JurisprudênciaIA

Tribunal Superior do Trabalho

Recurso de Revista 0100250-02.2019.5.01.0041

Relator(a)
Sergio Pinto Martins
Órgão julgador
8ª Turma
Data do julgamento
18/12/2024
Data de publicação
13/01/2025

TST – Recurso de Revista 0100250-02.2019.5.01.0041, Rel. Sergio Pinto Martins, 8ª Turma, j. 18/12/2024, p. 13/01/2025

Ementa

EMENTA: RECURSO DE REVISTA DO SEGUNDO RECLAMADO (ESTADO DO RIO DE JANEIRO) - REGÊNCIA PELA LEI Nº 13.467/2017 – PRELIMINAR DE NULIDADE DO ACÓRDÃO REGIONAL POR NEGATIVA DE PRESTAÇÃO JURISDICIONAL. Deixa-se de analisar a preliminar de nulidade processual arguida pela recorrente, tendo em vista a possibilidade de julgamento do mérito em favor da parte a quem aproveitaria a decretação de nulidade processual por negativa de prestação jurisdicional, nos termos do disposto no § 2º do art. 282 do CPC - RESPONSABILIDADE SUBSIDIÁRIA. TERCEIRIZAÇÃO DE SERVIÇOS. ENTE PÚBLICO. CONTRATO DE GESTÃO. AUSÊNCIA DE PROVA DE FISCALIZAÇÃO. ÔNUS DA PROVA. TESE FIRMADA PELO STF EM SEDE DE REPERCUSSÃO GERAL. TEMA 246. TRANSCENDÊNCIA POLÍTICA RECONHECIDA. O Tribunal Regional manteve a responsabilidade subsidiária do ente público, com fundamento unicamente nas regras de distribuição do encargo probatório.

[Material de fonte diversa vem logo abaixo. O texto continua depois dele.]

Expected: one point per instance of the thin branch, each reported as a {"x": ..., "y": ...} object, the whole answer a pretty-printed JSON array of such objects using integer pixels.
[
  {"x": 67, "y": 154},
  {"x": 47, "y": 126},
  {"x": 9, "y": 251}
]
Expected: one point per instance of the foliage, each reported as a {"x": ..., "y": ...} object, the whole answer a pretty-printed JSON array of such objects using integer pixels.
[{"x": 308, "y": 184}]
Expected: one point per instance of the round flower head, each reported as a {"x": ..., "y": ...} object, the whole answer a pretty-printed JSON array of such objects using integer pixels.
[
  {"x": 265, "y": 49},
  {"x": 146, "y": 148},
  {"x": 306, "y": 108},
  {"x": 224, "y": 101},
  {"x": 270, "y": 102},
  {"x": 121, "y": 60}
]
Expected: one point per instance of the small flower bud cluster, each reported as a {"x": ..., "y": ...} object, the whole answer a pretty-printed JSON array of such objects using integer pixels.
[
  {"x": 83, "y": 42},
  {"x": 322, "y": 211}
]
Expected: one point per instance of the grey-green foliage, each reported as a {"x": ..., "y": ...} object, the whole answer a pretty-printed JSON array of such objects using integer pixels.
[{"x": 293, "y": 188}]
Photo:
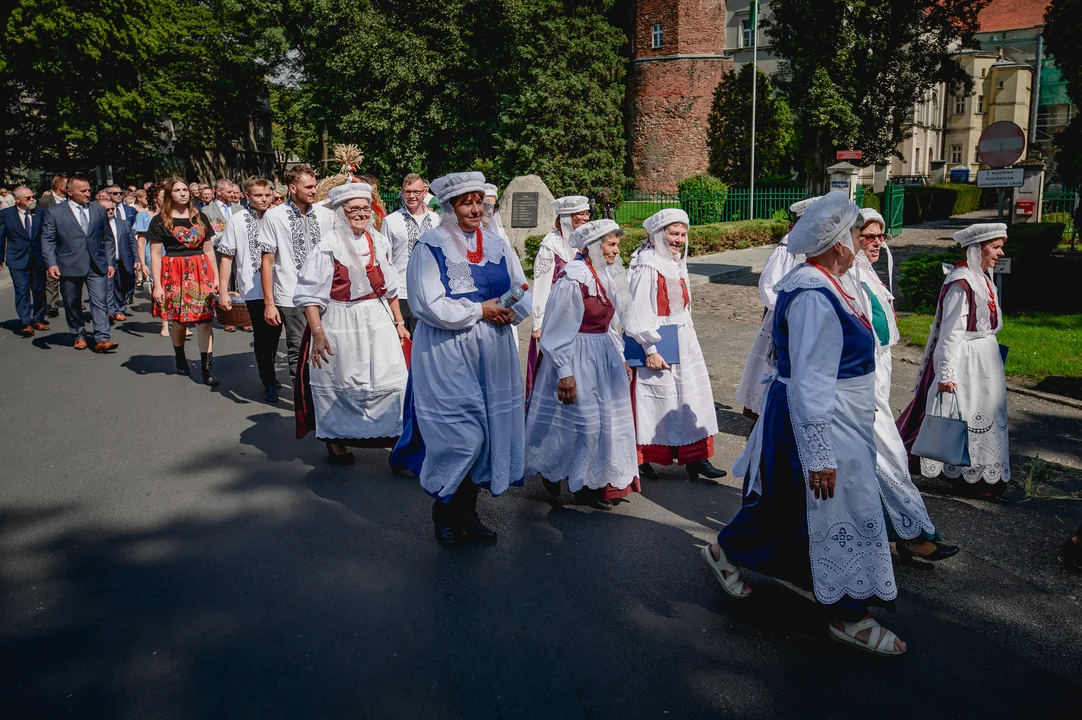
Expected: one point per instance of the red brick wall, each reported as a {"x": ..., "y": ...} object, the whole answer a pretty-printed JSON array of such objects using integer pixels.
[{"x": 669, "y": 100}]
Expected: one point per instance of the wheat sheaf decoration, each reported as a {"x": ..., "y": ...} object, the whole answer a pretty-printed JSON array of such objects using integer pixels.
[{"x": 348, "y": 157}]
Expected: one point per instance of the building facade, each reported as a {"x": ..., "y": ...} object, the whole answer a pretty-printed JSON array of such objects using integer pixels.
[{"x": 677, "y": 59}]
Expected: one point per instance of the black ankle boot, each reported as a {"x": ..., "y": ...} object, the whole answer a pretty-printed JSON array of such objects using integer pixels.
[
  {"x": 703, "y": 471},
  {"x": 464, "y": 506},
  {"x": 646, "y": 471},
  {"x": 207, "y": 362},
  {"x": 446, "y": 535},
  {"x": 182, "y": 362},
  {"x": 592, "y": 498}
]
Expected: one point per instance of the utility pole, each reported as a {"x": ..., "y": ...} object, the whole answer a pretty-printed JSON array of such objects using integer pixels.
[{"x": 754, "y": 86}]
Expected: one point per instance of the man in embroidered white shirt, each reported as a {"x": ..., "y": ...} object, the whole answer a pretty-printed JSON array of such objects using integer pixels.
[
  {"x": 289, "y": 233},
  {"x": 403, "y": 227},
  {"x": 241, "y": 258}
]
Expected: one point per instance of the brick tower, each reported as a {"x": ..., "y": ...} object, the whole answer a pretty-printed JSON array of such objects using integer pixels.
[{"x": 677, "y": 60}]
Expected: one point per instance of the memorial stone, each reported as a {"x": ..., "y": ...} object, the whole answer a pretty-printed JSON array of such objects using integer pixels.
[{"x": 526, "y": 208}]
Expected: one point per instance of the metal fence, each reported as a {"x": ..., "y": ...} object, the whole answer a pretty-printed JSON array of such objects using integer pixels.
[
  {"x": 1059, "y": 205},
  {"x": 706, "y": 208}
]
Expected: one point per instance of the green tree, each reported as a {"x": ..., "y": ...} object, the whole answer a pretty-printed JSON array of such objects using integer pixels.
[
  {"x": 728, "y": 135},
  {"x": 1063, "y": 24},
  {"x": 563, "y": 90},
  {"x": 853, "y": 69}
]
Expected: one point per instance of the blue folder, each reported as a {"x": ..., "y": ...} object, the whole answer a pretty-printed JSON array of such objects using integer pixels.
[{"x": 668, "y": 348}]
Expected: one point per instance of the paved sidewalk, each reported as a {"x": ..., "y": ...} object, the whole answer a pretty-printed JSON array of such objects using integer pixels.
[{"x": 728, "y": 264}]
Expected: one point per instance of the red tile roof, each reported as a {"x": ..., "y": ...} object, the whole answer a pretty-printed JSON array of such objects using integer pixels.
[{"x": 1012, "y": 14}]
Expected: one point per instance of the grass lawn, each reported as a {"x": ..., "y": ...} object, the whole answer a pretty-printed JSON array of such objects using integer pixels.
[{"x": 1041, "y": 343}]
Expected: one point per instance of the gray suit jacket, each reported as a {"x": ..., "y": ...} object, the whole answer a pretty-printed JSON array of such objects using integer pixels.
[
  {"x": 65, "y": 245},
  {"x": 213, "y": 212}
]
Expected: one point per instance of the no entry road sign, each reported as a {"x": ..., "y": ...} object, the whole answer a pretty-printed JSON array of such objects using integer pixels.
[{"x": 1001, "y": 144}]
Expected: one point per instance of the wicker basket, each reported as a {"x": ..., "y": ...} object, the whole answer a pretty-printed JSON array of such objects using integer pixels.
[{"x": 238, "y": 315}]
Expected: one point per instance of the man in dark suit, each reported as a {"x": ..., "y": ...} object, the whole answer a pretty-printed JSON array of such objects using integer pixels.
[
  {"x": 127, "y": 259},
  {"x": 21, "y": 248},
  {"x": 79, "y": 250},
  {"x": 117, "y": 197}
]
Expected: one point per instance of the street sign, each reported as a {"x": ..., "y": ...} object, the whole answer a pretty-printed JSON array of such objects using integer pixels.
[
  {"x": 1001, "y": 144},
  {"x": 1001, "y": 178}
]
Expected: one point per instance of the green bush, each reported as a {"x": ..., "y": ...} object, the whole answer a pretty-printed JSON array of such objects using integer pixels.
[
  {"x": 873, "y": 201},
  {"x": 938, "y": 201},
  {"x": 702, "y": 239},
  {"x": 702, "y": 197}
]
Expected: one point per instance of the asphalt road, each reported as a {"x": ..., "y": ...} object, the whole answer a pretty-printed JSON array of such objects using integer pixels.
[{"x": 171, "y": 551}]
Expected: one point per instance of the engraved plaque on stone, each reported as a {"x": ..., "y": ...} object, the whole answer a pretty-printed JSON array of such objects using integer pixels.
[{"x": 524, "y": 210}]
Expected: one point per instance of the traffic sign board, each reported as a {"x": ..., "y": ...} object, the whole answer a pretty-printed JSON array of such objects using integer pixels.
[
  {"x": 1001, "y": 144},
  {"x": 1001, "y": 178}
]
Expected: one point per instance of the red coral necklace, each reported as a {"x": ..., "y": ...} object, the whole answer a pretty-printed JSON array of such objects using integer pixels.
[
  {"x": 473, "y": 256},
  {"x": 845, "y": 296},
  {"x": 601, "y": 288}
]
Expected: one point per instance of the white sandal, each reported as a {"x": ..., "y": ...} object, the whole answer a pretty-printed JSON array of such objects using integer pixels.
[
  {"x": 880, "y": 640},
  {"x": 733, "y": 585}
]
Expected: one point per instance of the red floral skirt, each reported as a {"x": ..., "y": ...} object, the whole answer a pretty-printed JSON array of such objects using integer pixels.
[{"x": 189, "y": 286}]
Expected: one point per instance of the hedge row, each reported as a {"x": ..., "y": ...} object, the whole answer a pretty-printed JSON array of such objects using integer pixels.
[
  {"x": 1031, "y": 284},
  {"x": 702, "y": 239},
  {"x": 928, "y": 203}
]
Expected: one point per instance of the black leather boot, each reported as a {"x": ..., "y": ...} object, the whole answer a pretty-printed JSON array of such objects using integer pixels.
[
  {"x": 182, "y": 362},
  {"x": 207, "y": 363},
  {"x": 592, "y": 498},
  {"x": 703, "y": 471},
  {"x": 464, "y": 506},
  {"x": 446, "y": 535}
]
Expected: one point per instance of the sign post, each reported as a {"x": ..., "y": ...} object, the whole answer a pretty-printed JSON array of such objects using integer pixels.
[{"x": 1001, "y": 144}]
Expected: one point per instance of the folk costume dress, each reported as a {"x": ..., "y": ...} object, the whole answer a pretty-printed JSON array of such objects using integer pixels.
[
  {"x": 963, "y": 349},
  {"x": 817, "y": 414},
  {"x": 555, "y": 252},
  {"x": 674, "y": 408},
  {"x": 592, "y": 441},
  {"x": 464, "y": 417},
  {"x": 187, "y": 279},
  {"x": 356, "y": 397},
  {"x": 751, "y": 389},
  {"x": 905, "y": 507}
]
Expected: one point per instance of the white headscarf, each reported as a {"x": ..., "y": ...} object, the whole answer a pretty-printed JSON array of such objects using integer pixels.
[
  {"x": 565, "y": 207},
  {"x": 971, "y": 238},
  {"x": 447, "y": 188},
  {"x": 588, "y": 240},
  {"x": 825, "y": 224}
]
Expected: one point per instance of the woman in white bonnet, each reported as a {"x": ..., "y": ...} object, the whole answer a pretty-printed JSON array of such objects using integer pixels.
[
  {"x": 750, "y": 391},
  {"x": 464, "y": 413},
  {"x": 555, "y": 251},
  {"x": 352, "y": 372},
  {"x": 909, "y": 524},
  {"x": 580, "y": 426},
  {"x": 674, "y": 405},
  {"x": 812, "y": 512},
  {"x": 964, "y": 357}
]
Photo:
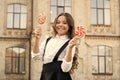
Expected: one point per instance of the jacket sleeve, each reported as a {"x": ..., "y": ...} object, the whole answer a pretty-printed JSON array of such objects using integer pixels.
[
  {"x": 39, "y": 55},
  {"x": 66, "y": 66}
]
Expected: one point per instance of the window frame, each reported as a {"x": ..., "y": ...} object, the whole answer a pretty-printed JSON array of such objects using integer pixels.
[
  {"x": 58, "y": 6},
  {"x": 105, "y": 56},
  {"x": 103, "y": 9},
  {"x": 19, "y": 16},
  {"x": 15, "y": 57}
]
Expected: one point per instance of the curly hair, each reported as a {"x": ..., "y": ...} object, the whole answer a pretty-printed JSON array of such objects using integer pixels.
[{"x": 70, "y": 34}]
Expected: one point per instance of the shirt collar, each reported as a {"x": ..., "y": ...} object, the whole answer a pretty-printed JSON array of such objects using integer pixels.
[{"x": 64, "y": 37}]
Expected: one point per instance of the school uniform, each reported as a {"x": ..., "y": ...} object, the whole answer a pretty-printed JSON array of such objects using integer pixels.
[{"x": 53, "y": 53}]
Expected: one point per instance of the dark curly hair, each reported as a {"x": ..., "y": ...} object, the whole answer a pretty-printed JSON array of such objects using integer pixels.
[{"x": 70, "y": 34}]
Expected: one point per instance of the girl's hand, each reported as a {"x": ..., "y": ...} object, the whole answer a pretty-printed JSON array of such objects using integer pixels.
[
  {"x": 73, "y": 41},
  {"x": 41, "y": 19},
  {"x": 37, "y": 33}
]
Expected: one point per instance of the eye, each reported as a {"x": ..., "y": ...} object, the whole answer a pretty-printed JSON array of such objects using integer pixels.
[
  {"x": 58, "y": 22},
  {"x": 65, "y": 22}
]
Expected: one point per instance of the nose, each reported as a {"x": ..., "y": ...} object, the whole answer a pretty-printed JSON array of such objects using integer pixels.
[{"x": 60, "y": 24}]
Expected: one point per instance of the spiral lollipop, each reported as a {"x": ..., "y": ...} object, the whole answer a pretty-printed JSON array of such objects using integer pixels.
[{"x": 80, "y": 31}]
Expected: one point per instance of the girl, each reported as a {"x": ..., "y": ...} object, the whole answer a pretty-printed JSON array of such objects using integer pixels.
[{"x": 59, "y": 52}]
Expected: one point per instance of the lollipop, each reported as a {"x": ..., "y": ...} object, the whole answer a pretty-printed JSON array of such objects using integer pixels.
[
  {"x": 80, "y": 31},
  {"x": 41, "y": 19}
]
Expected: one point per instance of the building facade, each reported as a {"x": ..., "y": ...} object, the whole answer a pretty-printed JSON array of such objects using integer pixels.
[{"x": 99, "y": 51}]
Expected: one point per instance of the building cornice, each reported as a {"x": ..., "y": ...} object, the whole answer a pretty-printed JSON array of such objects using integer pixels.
[{"x": 102, "y": 37}]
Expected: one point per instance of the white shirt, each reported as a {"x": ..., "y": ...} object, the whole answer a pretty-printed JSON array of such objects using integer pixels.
[{"x": 52, "y": 47}]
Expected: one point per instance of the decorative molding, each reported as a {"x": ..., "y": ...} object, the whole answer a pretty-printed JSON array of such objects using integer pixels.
[{"x": 102, "y": 37}]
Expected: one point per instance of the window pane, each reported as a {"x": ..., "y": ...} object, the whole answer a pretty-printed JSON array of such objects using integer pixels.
[
  {"x": 60, "y": 10},
  {"x": 60, "y": 2},
  {"x": 15, "y": 65},
  {"x": 23, "y": 21},
  {"x": 68, "y": 10},
  {"x": 15, "y": 51},
  {"x": 93, "y": 16},
  {"x": 107, "y": 3},
  {"x": 100, "y": 16},
  {"x": 53, "y": 2},
  {"x": 8, "y": 66},
  {"x": 93, "y": 3},
  {"x": 109, "y": 65},
  {"x": 107, "y": 16},
  {"x": 16, "y": 20},
  {"x": 102, "y": 50},
  {"x": 10, "y": 8},
  {"x": 95, "y": 51},
  {"x": 22, "y": 52},
  {"x": 10, "y": 20},
  {"x": 22, "y": 65},
  {"x": 108, "y": 51},
  {"x": 95, "y": 64},
  {"x": 101, "y": 65},
  {"x": 23, "y": 9},
  {"x": 9, "y": 52},
  {"x": 67, "y": 2},
  {"x": 53, "y": 13},
  {"x": 100, "y": 3},
  {"x": 17, "y": 8}
]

O Supremo Tribunal Federal, ao examinar a ADC-16/DF e o RE-760931/DF (leading case do Tema nº 246 do Ementário de Repercussão Geral), firmou tese no sentido de que a inadimplência da empresa contratada não transfere ao ente público tomador de serviços, de forma automática, a responsabilidade pelo pagamento dos encargos trabalhistas e fiscais, sendo necessário verificar, caso a caso, a eventual ocorrência de culpa da Administração Pública. Embora o tema nº 1.118 ainda esteja pendente de julgamento, o Supremo Tribunal Federal tem reiteradamente cassado decisões da Justiça do Trabalho em que se atribui a responsabilidade subsidiária ao ente público, em razão de este não ter se desincumbido do encargo de demonstrar a efetiva fiscalização do contrato. Julgados do STF. Considerando que o Supremo Tribunal Federal delineia o alcance dos seus precedentes vinculantes por meio de suas reclamações, constata-se que a mera ausência de prova quanto à fiscalização do contrato não induz à responsabilização do Poder Público. Caso contrário, estar-se-ia diante da possibilidade de novas condenações do Estado por simples inadimplemento, em desrespeito à tese fixada na ADC 16. Recurso de revista de que se conhece e a que se dá provimento. (Tribunal Superior do Trabalho (8ª Turma). Acórdão: 0100250-02.2019.5.01.0041. Relator(a): SERGIO PINTO MARTINS. Data de julgamento: 18/12/2024. Juntado aos autos em 13/01/2025.)